Bypassing transdominant inhibition with chimeric p53 for cancer gene therapy

It is well documented that more than 50% of all human cancers have a mutated p53 gene status, rendering it inactive. The resulting tumor-derived p53 variants, similar to wild-type (wt) p53, retain their ability to oligomerize via the tetramerization domain. Upon hetero-oligomerization, mutant p53 enforces a dominant negative effect over active wt-p53 in cancer cells. To overcome this barrier, we have designed a chimeric superactive p53 (p53-CC) with an alternative oligomerization domain (CC) from breakpoint cluster region (Bcr). This approach led to the hypothesis that swapping the oligomerization domain of p53 with an alternative oligomerization domain will prevent hetero-oligomerization and transdominant inhibition by mutant p53 in cancer cells. The tumor suppressor activity of the chimeric p53-CC was evaluated in vitro and found to be similar to that of wt-p53 regardless of cancer type or endogenous p53 status.
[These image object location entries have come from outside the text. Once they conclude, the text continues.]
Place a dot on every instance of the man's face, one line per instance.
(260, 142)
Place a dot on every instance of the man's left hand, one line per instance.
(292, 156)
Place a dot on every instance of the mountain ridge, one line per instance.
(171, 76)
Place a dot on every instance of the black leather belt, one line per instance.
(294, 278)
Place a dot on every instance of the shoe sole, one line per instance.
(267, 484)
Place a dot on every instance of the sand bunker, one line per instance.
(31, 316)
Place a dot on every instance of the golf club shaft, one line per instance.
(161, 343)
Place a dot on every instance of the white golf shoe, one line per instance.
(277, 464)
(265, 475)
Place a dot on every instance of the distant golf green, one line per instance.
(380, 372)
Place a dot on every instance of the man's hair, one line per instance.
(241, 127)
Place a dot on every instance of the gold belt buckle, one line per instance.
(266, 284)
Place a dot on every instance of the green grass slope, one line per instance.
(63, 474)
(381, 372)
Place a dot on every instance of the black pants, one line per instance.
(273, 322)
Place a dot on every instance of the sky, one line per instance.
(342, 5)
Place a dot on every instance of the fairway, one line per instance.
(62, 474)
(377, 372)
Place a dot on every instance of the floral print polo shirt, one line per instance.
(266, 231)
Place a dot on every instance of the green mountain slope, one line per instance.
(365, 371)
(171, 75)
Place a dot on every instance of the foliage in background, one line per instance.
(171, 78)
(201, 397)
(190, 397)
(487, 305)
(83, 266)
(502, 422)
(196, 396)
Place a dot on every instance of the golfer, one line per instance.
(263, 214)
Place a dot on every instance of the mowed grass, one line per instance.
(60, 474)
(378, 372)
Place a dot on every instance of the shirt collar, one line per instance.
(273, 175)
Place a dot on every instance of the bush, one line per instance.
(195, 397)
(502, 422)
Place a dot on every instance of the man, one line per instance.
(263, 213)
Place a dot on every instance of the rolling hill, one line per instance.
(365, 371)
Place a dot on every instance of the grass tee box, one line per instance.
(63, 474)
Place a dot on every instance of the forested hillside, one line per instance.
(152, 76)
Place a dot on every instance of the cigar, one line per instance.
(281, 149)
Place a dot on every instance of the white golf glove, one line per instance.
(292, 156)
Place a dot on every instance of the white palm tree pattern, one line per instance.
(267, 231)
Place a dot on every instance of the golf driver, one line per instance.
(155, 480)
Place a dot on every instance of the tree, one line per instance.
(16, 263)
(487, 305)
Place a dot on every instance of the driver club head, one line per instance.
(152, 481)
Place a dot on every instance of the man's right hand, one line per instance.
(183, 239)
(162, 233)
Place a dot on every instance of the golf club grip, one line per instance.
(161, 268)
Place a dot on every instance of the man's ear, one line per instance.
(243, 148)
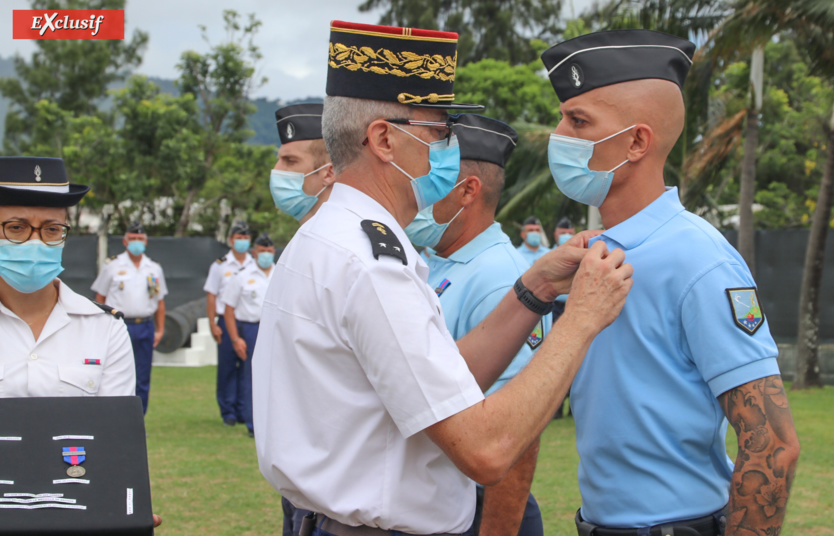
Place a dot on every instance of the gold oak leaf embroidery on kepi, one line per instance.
(385, 62)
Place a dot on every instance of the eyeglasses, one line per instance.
(18, 232)
(443, 129)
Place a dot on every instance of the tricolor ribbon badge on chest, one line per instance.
(537, 336)
(153, 286)
(441, 288)
(747, 312)
(74, 456)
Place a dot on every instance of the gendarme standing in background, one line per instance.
(691, 347)
(303, 175)
(367, 413)
(135, 285)
(229, 371)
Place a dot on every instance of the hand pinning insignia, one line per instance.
(383, 241)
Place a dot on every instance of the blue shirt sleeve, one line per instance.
(725, 354)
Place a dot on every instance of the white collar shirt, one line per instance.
(134, 290)
(82, 351)
(221, 272)
(353, 361)
(246, 291)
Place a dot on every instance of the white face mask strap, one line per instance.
(410, 134)
(404, 172)
(317, 170)
(624, 162)
(456, 215)
(615, 134)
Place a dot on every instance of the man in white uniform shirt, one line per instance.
(244, 299)
(135, 285)
(366, 410)
(220, 273)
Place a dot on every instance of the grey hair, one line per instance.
(344, 124)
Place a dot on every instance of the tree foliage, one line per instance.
(73, 74)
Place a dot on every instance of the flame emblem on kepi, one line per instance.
(576, 75)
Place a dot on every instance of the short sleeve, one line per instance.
(163, 287)
(231, 294)
(213, 280)
(102, 283)
(119, 375)
(725, 354)
(396, 328)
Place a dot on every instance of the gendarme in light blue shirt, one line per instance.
(473, 280)
(530, 255)
(650, 432)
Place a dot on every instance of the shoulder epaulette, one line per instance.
(383, 240)
(107, 309)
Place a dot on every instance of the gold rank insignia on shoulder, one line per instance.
(107, 309)
(383, 240)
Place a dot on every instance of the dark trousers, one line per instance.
(141, 338)
(531, 523)
(227, 377)
(249, 332)
(292, 517)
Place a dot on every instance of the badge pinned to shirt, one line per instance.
(153, 286)
(535, 338)
(747, 313)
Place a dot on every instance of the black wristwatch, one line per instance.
(530, 300)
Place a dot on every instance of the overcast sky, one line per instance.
(293, 37)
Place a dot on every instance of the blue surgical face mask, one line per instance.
(533, 239)
(424, 230)
(265, 259)
(287, 192)
(136, 247)
(568, 158)
(29, 266)
(444, 158)
(241, 245)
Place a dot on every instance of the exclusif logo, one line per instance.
(68, 24)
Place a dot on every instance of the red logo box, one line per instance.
(68, 24)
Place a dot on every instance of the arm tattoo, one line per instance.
(767, 449)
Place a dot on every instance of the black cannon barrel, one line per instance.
(180, 323)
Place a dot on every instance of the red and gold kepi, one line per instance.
(387, 63)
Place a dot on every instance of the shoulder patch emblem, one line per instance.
(383, 240)
(535, 338)
(107, 309)
(747, 312)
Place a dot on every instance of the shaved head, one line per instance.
(657, 103)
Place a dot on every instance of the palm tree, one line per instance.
(812, 21)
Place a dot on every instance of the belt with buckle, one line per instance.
(711, 525)
(340, 529)
(137, 320)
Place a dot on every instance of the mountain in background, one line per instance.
(262, 122)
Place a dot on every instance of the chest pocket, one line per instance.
(79, 381)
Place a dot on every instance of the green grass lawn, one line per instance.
(205, 478)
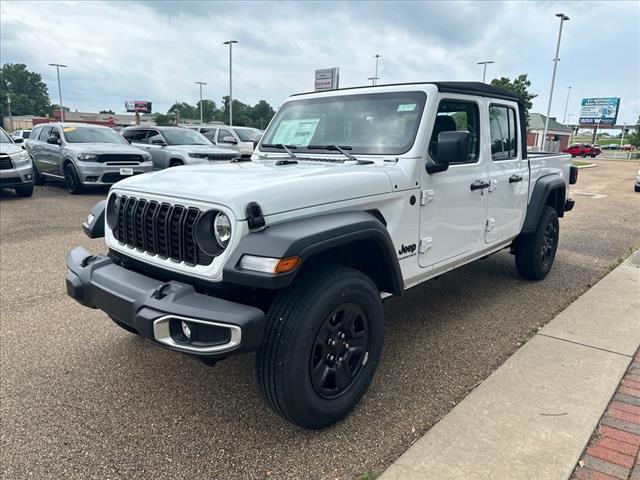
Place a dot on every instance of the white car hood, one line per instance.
(277, 188)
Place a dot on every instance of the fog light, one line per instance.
(186, 330)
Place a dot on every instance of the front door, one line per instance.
(508, 173)
(453, 215)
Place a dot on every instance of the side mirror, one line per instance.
(453, 147)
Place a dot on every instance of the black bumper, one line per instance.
(156, 309)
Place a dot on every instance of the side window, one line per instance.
(502, 126)
(457, 116)
(223, 132)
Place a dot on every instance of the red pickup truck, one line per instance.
(583, 149)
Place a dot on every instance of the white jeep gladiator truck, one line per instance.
(351, 196)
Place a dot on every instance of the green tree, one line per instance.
(29, 94)
(634, 136)
(519, 85)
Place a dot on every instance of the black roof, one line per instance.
(467, 88)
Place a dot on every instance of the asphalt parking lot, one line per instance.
(81, 398)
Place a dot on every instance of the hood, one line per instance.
(10, 148)
(277, 188)
(97, 148)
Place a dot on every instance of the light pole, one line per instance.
(58, 65)
(201, 106)
(564, 117)
(562, 18)
(230, 43)
(484, 73)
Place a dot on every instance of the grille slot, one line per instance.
(160, 229)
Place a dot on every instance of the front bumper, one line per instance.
(17, 177)
(157, 309)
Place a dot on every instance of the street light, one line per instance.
(564, 117)
(484, 73)
(562, 18)
(230, 43)
(200, 83)
(58, 65)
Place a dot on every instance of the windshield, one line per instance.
(374, 123)
(248, 134)
(184, 137)
(4, 138)
(91, 135)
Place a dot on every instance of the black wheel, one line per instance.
(24, 191)
(535, 252)
(322, 346)
(124, 326)
(37, 178)
(72, 180)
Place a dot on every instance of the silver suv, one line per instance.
(15, 167)
(83, 155)
(173, 146)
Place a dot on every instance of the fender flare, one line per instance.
(541, 191)
(309, 237)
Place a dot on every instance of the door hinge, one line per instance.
(426, 196)
(425, 244)
(490, 224)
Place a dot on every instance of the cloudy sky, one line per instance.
(155, 51)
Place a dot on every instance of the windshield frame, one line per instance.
(420, 98)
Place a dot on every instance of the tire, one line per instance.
(72, 180)
(24, 191)
(321, 304)
(37, 178)
(124, 326)
(535, 252)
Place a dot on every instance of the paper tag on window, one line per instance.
(407, 107)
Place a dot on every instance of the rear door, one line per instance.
(508, 173)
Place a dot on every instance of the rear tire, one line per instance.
(72, 179)
(535, 252)
(24, 191)
(303, 376)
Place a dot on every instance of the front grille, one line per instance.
(119, 158)
(220, 157)
(160, 229)
(5, 162)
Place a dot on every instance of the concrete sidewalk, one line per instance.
(533, 417)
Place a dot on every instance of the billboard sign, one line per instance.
(327, 79)
(600, 111)
(137, 106)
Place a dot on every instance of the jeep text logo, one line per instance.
(407, 249)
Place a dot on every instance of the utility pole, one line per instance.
(58, 65)
(564, 117)
(230, 43)
(201, 106)
(484, 73)
(562, 18)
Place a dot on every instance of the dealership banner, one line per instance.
(601, 111)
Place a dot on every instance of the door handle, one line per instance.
(515, 178)
(479, 185)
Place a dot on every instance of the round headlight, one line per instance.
(222, 229)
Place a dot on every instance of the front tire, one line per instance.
(535, 252)
(322, 346)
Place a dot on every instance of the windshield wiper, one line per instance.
(343, 150)
(286, 148)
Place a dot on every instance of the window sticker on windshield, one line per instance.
(407, 107)
(296, 132)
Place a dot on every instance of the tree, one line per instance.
(634, 137)
(29, 94)
(520, 85)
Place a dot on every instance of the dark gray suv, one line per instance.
(83, 155)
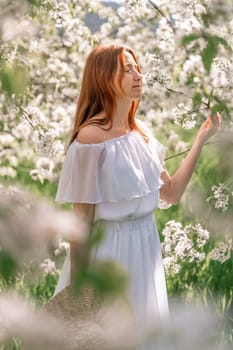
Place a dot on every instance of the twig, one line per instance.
(187, 150)
(162, 14)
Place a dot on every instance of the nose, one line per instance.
(137, 75)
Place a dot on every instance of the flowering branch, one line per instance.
(162, 14)
(187, 150)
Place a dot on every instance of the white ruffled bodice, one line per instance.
(120, 176)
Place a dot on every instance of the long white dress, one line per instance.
(122, 177)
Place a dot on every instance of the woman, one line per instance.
(114, 172)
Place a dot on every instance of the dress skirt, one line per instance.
(135, 245)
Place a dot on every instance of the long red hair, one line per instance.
(98, 92)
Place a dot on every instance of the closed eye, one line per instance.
(130, 68)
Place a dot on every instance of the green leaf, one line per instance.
(189, 38)
(209, 53)
(8, 266)
(196, 100)
(14, 79)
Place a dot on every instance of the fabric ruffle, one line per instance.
(122, 168)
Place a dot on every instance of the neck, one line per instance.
(120, 117)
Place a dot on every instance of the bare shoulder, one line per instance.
(90, 134)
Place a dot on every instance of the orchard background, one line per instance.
(185, 50)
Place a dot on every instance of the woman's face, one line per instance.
(131, 82)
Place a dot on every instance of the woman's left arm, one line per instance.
(174, 186)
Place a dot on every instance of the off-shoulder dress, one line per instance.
(121, 176)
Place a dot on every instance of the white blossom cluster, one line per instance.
(184, 116)
(222, 252)
(36, 131)
(48, 267)
(220, 196)
(182, 245)
(133, 8)
(35, 224)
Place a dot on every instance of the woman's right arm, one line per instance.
(79, 251)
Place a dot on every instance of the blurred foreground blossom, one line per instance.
(18, 319)
(183, 244)
(30, 227)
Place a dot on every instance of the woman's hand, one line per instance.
(211, 126)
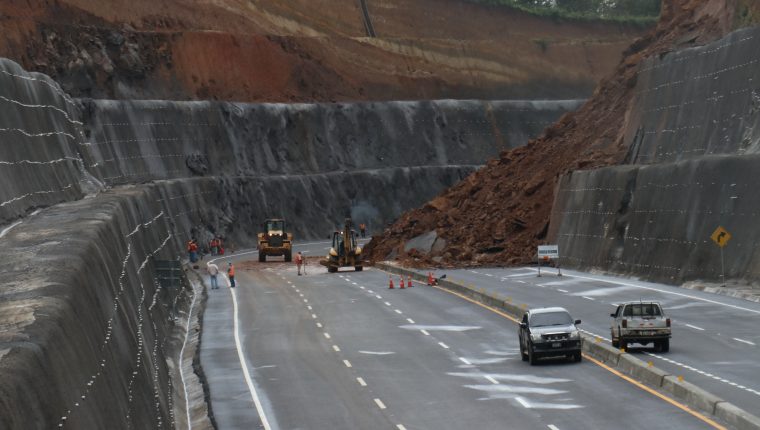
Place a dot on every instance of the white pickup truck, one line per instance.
(640, 322)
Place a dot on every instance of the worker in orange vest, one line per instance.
(231, 275)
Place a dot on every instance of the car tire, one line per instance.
(532, 359)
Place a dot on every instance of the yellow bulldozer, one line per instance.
(274, 241)
(345, 252)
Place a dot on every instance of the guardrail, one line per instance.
(686, 392)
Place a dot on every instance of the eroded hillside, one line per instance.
(299, 50)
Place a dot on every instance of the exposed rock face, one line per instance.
(89, 338)
(500, 213)
(296, 50)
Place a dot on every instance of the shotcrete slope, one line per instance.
(500, 213)
(99, 195)
(296, 50)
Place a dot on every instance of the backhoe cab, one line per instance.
(344, 252)
(274, 240)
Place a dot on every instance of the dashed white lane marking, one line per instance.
(380, 403)
(491, 379)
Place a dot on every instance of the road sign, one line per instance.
(721, 236)
(548, 251)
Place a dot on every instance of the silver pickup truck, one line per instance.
(640, 322)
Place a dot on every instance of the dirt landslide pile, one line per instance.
(501, 212)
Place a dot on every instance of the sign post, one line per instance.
(546, 253)
(721, 236)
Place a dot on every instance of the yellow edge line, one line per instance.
(604, 366)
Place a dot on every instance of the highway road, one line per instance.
(715, 341)
(342, 351)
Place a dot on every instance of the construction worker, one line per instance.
(299, 262)
(213, 270)
(231, 275)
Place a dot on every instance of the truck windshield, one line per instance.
(642, 310)
(550, 318)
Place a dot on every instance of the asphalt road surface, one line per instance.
(342, 351)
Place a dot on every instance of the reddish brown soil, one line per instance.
(306, 50)
(499, 214)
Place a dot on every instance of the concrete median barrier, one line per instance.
(686, 392)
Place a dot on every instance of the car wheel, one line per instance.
(532, 359)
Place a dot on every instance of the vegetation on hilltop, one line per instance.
(641, 12)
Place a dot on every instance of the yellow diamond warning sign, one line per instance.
(721, 236)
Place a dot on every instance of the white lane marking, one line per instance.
(9, 228)
(181, 358)
(246, 373)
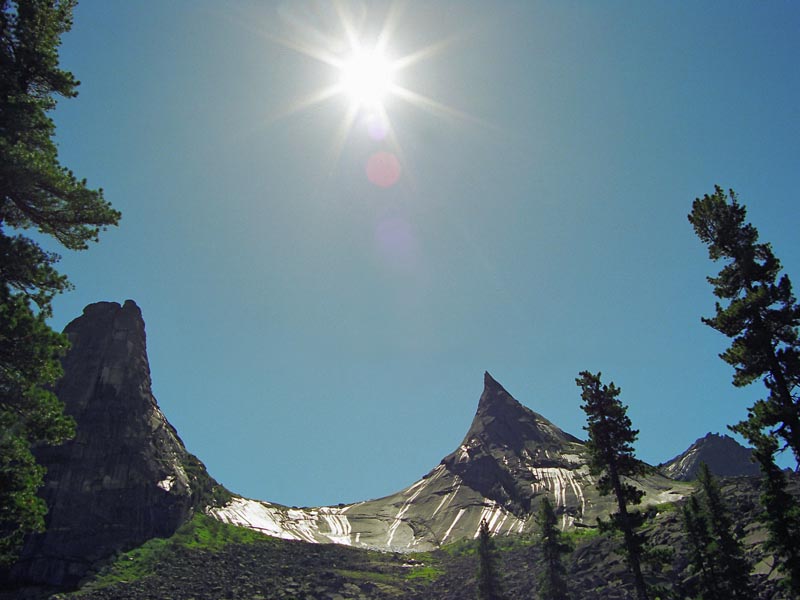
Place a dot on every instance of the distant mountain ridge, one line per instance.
(724, 456)
(127, 476)
(509, 459)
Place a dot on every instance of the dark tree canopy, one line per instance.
(725, 557)
(781, 514)
(488, 582)
(553, 574)
(36, 193)
(611, 455)
(762, 316)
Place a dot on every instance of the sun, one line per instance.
(366, 78)
(365, 72)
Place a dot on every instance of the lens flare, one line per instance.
(366, 77)
(383, 169)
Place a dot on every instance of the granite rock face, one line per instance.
(724, 456)
(126, 476)
(509, 460)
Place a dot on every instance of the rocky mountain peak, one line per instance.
(502, 422)
(724, 456)
(126, 476)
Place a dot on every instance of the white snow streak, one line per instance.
(460, 514)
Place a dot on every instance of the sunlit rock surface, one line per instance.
(126, 477)
(724, 456)
(510, 458)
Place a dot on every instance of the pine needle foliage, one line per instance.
(36, 192)
(554, 547)
(717, 554)
(762, 316)
(611, 456)
(781, 515)
(695, 525)
(763, 319)
(488, 581)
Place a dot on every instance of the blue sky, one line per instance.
(316, 338)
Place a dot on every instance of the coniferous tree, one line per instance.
(488, 582)
(553, 574)
(611, 436)
(762, 315)
(724, 551)
(763, 318)
(36, 192)
(695, 525)
(781, 514)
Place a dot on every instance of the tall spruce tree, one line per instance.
(36, 192)
(695, 525)
(763, 318)
(724, 551)
(781, 513)
(611, 456)
(488, 582)
(553, 574)
(762, 315)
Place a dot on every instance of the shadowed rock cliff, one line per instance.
(724, 456)
(126, 477)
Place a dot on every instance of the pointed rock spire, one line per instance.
(126, 476)
(502, 421)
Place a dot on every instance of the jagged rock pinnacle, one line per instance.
(126, 476)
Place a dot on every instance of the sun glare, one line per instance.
(366, 78)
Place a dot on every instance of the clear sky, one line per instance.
(318, 332)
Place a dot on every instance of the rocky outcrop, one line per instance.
(510, 458)
(126, 476)
(724, 456)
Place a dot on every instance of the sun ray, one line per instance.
(389, 25)
(317, 97)
(434, 107)
(424, 53)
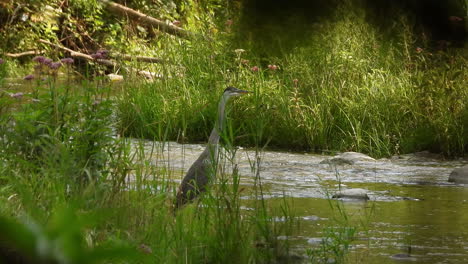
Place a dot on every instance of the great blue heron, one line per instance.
(200, 172)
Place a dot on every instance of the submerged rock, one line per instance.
(357, 194)
(349, 158)
(459, 175)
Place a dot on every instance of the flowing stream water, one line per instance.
(411, 203)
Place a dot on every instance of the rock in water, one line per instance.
(349, 158)
(459, 175)
(356, 194)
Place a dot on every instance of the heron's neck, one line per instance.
(218, 128)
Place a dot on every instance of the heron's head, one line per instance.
(233, 91)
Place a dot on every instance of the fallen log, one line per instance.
(148, 75)
(21, 54)
(147, 20)
(136, 58)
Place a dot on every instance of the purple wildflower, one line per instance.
(47, 61)
(103, 52)
(17, 95)
(29, 77)
(39, 59)
(273, 67)
(97, 55)
(295, 81)
(55, 65)
(67, 61)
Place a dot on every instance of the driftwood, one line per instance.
(79, 54)
(148, 75)
(136, 58)
(147, 20)
(21, 54)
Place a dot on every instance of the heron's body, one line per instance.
(204, 168)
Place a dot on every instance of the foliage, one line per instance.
(348, 87)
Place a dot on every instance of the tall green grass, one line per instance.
(348, 87)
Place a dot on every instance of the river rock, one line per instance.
(459, 175)
(357, 194)
(349, 158)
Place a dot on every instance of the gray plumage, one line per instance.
(200, 173)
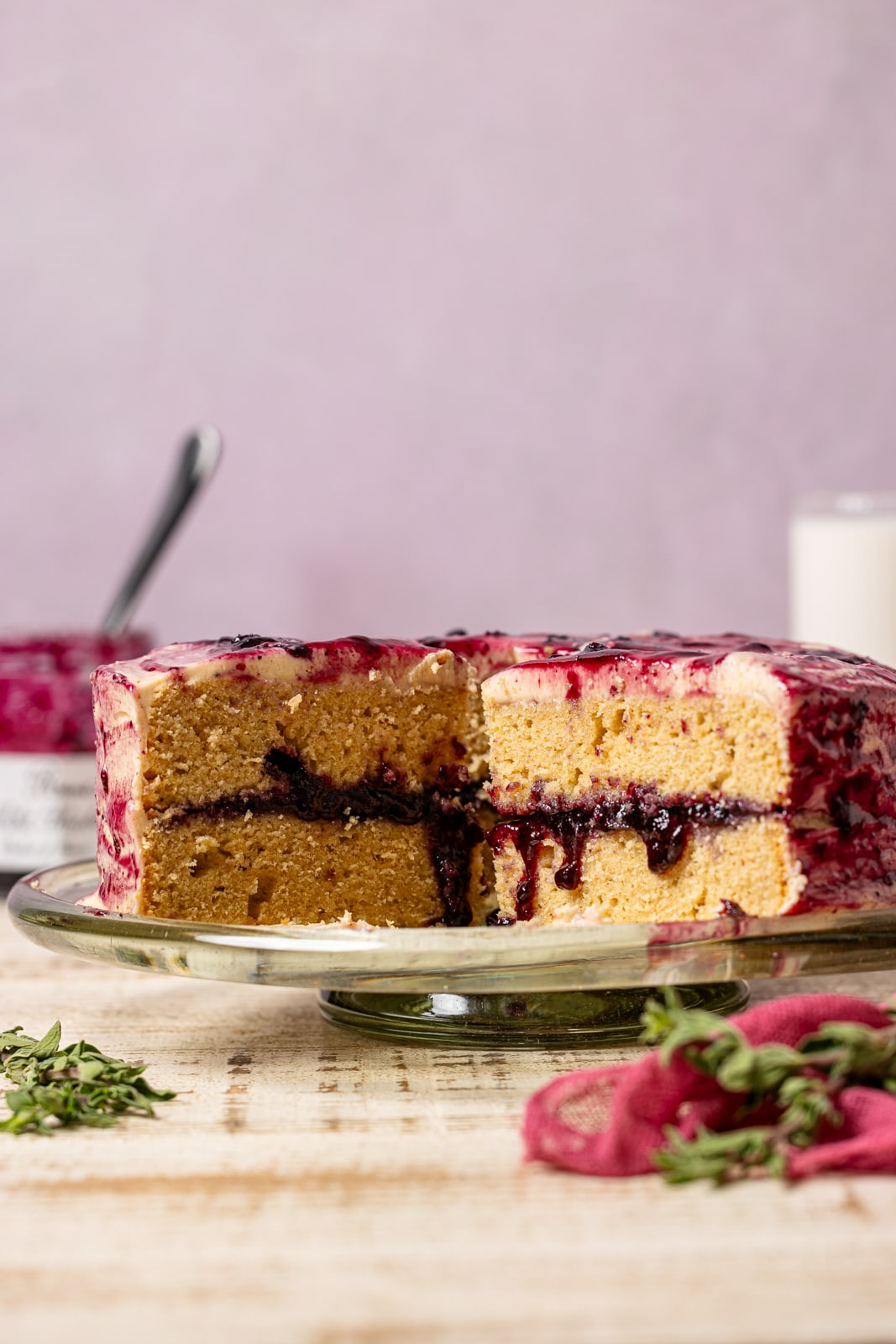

However, co-immunoprecipitation and viral transduction of p53-CC and wt-p53 into a breast cancer cell line that harbors a tumor derived transdominant mutant p53 validated that p53-CC indeed evades sequestration and consequent transdominant inhibition by endogenous mutant p53. Following proof-of-concept studies, the superior tumor suppressor activity of p53-CC and its ability to cause tumor regression of the MDA-MB-468 aggressive p53-dominant negative breast cancer tumor model was demonstrated in vivo. In addition, the underlying differential mechanisms of activity for p53-CC and wt-p53 delivered using viral-mediated gene therapy approach in the MDA-MB-468 tumor model were investigated. Finally, since domain swapping to create p53-CC could result in p53-CC interacting with endogenous Bcr, which is ubiquitous in cells, modifications on the CC domain were necessary to minimize potential interactions with Bcr. Hence, the possible design of mutations that will improve homo-dimerization of CC mutants and disfavor hetero-oligomerization with wild-type CC (CCwt) were investigated, with the goal of minimizing potential interactions with endogenous Bcr in cells. Indeed, the resulting lead candidate p53-CCmutE34K-R55E avoided binding to endogenous Bcr and retained p53 tumor suppressor activity. Although breast cancer was the main focus of this dissertation, the application of this research extends to many other types of cancer, including the deadliest cancers (pancreatic, lung, and ovarian), which currently lack effective treatments.